Episode.
Quand TaeHyung rentre dans sa chambre, il ne s'attend pas à voir sa mère assise sur son lit, les doigts entrelacés et les yeux vides. Ils se réveillent quand elle le voit arriver. TaeHyung s'arrête quelques secondes, la regarde sans expression particulière puis s'éloigne vers son bureau. Il ferme la fenêtre qu'il a laissée ouverte durant son absence. Il n'a pas dormi ici la nuit dernière. Et sûrement pas la nuit d'avant non plus. Il ne compte plus.
« -Où étais-tu ? » Demande sa mère d'un ton plus froid que l'hiver.
Mais TaeHyung ne répond pas. Il fait mine de ranger ses affaires. Ou peut être le fait-il vraiment, indifférent.
« -Ton père veut que je voie un médecin. ( Rire fade. ) Si je refuse il va probablement demander le divorce. ( Silence. ) Tu ne dis rien ? Tu t'en fiches ? ( Autre silence. ) De toute façon ça ne t'a jamais beaucoup importé ; la famille, notre famille. »
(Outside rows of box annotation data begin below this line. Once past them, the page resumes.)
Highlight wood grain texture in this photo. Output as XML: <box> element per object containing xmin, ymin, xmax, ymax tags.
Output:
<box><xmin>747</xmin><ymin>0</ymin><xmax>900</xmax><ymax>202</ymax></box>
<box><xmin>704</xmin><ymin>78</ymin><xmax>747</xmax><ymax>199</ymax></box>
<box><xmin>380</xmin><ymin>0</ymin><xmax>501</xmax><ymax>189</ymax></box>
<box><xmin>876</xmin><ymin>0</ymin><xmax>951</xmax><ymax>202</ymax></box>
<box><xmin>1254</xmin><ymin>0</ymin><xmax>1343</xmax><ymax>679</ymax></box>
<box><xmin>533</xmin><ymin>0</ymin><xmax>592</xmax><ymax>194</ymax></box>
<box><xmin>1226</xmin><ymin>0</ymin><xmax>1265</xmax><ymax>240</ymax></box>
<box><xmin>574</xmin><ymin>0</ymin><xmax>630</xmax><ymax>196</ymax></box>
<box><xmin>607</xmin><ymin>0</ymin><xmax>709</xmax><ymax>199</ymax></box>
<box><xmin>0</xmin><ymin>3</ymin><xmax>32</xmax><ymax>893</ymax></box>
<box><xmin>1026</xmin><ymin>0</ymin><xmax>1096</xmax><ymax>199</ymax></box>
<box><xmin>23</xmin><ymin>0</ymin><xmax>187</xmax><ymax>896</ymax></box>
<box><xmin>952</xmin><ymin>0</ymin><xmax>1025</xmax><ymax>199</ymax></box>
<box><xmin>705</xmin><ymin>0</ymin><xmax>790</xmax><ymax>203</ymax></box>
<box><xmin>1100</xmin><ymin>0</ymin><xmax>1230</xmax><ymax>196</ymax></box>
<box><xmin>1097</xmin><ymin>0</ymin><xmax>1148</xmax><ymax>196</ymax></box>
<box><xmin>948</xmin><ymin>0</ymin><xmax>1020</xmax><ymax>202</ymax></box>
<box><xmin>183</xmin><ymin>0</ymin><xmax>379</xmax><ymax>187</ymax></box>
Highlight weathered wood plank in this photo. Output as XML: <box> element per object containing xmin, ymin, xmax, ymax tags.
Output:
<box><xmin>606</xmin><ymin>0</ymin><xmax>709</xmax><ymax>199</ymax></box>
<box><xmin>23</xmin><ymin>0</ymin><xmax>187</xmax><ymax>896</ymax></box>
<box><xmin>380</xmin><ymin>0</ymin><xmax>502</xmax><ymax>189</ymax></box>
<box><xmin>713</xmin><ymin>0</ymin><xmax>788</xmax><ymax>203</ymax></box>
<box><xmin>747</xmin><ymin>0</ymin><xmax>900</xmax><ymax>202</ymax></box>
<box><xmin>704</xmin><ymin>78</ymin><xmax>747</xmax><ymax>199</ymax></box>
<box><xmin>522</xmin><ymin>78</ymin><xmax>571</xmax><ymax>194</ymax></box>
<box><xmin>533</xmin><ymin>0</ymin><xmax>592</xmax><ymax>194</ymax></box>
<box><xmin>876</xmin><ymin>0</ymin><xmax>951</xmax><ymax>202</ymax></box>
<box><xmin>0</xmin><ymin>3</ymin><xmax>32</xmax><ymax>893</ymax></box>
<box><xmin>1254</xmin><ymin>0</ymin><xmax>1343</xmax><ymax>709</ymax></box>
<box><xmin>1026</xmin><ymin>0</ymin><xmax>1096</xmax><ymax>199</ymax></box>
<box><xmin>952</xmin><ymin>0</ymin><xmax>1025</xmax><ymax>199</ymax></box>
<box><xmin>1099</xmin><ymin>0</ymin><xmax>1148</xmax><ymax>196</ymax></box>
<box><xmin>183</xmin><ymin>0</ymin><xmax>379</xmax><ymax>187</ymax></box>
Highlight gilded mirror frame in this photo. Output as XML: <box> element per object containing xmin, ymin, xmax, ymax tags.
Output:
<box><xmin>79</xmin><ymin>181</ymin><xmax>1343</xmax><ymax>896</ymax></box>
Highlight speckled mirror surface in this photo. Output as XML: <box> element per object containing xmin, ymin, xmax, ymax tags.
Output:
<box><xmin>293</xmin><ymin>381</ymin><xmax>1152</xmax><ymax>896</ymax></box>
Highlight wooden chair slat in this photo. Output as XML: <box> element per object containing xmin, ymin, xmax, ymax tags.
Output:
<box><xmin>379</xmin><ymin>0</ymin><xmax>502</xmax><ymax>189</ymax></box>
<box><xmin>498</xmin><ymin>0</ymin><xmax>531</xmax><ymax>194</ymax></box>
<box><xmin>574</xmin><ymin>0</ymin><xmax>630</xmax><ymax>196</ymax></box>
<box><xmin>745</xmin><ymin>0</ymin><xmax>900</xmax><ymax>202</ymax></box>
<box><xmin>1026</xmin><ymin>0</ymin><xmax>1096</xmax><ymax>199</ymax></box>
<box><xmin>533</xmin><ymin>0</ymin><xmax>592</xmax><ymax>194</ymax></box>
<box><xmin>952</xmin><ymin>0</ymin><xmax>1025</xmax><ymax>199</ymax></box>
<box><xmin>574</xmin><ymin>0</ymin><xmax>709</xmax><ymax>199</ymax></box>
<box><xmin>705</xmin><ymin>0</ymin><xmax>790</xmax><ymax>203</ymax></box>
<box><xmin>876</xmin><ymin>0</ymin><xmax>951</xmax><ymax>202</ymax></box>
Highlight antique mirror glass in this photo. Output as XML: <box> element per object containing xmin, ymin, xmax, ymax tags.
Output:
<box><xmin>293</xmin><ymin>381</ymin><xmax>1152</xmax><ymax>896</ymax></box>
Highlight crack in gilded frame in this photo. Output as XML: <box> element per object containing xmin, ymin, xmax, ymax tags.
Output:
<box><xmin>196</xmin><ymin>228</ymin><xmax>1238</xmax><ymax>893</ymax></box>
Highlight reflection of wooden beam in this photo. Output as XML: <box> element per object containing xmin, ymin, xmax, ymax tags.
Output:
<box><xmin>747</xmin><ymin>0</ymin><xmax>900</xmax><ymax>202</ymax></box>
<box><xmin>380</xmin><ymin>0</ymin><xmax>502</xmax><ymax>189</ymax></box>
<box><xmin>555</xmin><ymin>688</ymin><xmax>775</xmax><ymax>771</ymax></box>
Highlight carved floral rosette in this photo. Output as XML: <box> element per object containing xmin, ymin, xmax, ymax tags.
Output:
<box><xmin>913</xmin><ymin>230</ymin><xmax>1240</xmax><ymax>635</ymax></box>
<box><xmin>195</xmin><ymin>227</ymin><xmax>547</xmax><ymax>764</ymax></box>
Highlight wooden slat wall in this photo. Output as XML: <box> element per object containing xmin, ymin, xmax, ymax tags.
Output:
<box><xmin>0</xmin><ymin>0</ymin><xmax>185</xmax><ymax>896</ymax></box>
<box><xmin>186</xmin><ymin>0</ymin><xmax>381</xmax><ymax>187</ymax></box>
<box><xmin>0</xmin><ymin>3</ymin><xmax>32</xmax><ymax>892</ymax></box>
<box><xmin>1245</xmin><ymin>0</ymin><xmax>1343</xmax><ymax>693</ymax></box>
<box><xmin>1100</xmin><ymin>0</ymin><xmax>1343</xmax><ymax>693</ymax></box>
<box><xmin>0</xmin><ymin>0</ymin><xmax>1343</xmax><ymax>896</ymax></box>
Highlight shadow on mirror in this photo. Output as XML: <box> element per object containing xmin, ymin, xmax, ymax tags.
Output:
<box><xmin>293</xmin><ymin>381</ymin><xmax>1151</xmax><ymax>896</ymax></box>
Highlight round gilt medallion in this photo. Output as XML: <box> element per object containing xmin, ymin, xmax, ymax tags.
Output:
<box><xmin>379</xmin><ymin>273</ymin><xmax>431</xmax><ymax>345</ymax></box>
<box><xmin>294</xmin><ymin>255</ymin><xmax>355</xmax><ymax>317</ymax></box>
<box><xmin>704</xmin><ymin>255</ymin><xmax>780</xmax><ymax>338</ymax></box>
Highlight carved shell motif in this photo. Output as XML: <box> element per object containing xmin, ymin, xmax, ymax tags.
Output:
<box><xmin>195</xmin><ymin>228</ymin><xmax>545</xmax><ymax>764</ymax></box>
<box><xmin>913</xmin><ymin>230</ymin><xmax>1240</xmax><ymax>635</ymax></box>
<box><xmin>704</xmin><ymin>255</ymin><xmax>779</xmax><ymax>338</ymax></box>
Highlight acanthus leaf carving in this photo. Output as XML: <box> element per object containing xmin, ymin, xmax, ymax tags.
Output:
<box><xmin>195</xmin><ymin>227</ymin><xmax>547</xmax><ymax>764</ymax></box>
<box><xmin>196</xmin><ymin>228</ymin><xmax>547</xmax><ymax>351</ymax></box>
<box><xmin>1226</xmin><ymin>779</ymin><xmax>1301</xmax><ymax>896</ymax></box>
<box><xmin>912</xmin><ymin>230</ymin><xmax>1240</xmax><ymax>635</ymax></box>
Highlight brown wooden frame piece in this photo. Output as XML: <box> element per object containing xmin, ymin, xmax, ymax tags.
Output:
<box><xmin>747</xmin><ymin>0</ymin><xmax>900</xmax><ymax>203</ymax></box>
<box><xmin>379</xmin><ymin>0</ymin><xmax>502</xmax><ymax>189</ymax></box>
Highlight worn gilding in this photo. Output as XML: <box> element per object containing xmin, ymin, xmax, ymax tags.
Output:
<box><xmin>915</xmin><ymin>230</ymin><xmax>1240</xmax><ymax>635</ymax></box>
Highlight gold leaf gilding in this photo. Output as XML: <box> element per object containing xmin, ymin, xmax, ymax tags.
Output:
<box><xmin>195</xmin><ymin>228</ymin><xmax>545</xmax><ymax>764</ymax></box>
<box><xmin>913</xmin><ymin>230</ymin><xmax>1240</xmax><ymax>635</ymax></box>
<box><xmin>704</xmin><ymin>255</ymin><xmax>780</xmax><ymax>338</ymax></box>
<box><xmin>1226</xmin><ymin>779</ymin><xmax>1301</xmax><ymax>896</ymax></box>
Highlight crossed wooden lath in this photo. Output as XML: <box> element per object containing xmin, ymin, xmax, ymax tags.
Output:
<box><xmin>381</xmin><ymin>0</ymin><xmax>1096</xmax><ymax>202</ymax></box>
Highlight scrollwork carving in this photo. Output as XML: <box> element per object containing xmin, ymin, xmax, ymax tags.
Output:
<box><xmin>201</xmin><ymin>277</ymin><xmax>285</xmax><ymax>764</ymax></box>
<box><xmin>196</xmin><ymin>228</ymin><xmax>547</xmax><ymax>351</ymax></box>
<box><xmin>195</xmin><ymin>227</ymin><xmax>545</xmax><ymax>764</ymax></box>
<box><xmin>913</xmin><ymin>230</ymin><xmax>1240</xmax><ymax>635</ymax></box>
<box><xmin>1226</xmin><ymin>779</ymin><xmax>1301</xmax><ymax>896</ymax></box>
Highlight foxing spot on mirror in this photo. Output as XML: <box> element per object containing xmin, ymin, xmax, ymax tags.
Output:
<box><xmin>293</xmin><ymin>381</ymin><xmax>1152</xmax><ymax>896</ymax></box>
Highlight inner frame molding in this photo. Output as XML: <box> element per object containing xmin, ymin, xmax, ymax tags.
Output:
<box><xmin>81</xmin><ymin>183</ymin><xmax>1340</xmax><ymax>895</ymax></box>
TaeHyung sourit dans le vide, et sans même lui adresser un regard, il répond :
« -Notre famille ? Quelle famille ? »
Et soudainement sa mère s'énerve, lâche tout un tas de paroles qui se mélangent sans se suivre, sans s'aligner, sans s'expliquer vraiment. Reliées par la colère et une souffrance sans nom. Elle ne crie pas, sa voix sonne comme un orage. Elle le traite d'égoïste, elle siffle des reproches comme des éclairs, elle marmonne des plaintes comme un grondement. Elle lui dit que c'est de sa faute si son père veut la quitter, que c'est un mauvais fils, qu'il monte son frère contre elle, que son père dit qu'il va partir et qu'elle va finir seule sans personne à cause de lui, qu'elle est si malheureuse et que personne ne l'aime. Personne ne l'aime. Personne ne l'aime. TaeHyung lâche ce qu'il tient entre ses paumes, il s'approche du lit et s'agenouille devant sa mère. Il prend ses mains dans les siennes. Elles sont glaciales, comme ses prunelles, comme ses mots. Elle se tait. Il la regarde droit dans les yeux. Entre leurs orbes, l'infinité du chaos. Puis il tranche le silence. Il lui dit :
« -Qui dégrade autrui me dégrade
Et rien ne se dit ou ne se fait, qui ne retourne enfin à moi.C'est Walt Whitman qui a écrit ça. Au début je ne comprenais pas, mais maintenant si. Je crois que nous avons un besoin maladif de nous accrocher à ce qui nous détruit. Mais ceux qui sont incapables de nous aimer, demain n'en seront pas plus capables qu'ils ne l'étaient hier.
Arrachez les verrous des portes
Arrachez les portes mêmes de leurs gonds.On dit que Dieu vient en aide à qui le demande, et si Dieu il y a, je pense plutôt qu'Il vient en aide à ceux qui veulent s'aider eux-même. Rien ne nous empêche d'être libres à part nous même. C'est pour ça que je m'en vais. Il est des choses et des gens qui ne peuvent pas changer. Qui ne peuvent pas changer comme on le voudrait. Et c'est tant pis. Je ne suis pas en colère après toi, ni après qui que ce soit d'ailleurs. Je sais que tout le monde a son lot de douleur, son lot de perte et de dépit, c'est comme ça. Chacun est qui il est et ce n'est pas sans raison. Je comprends et c'est bien ainsi. Tu ne peux pas être ma mère et je ne peux pas être ton fils. Alors quand je partirais, peut être deviendrons-nous deux étrangers, et peut être serait-ce mieux ainsi, n'empêche que je nous souhaiterai toujours d'aspirer au seul vrai bonheur. Ecoute ce que dit le poème. Ecoute ce que dit ton être propre. Et sois libre. »
Et dans une autre réalité où TaeHyung ne sort pas de sa chambre, il voit les larmes de sa mère couler en silence. Mais ça n'aurait pas été une bonne réalité. Car il nous faut partir.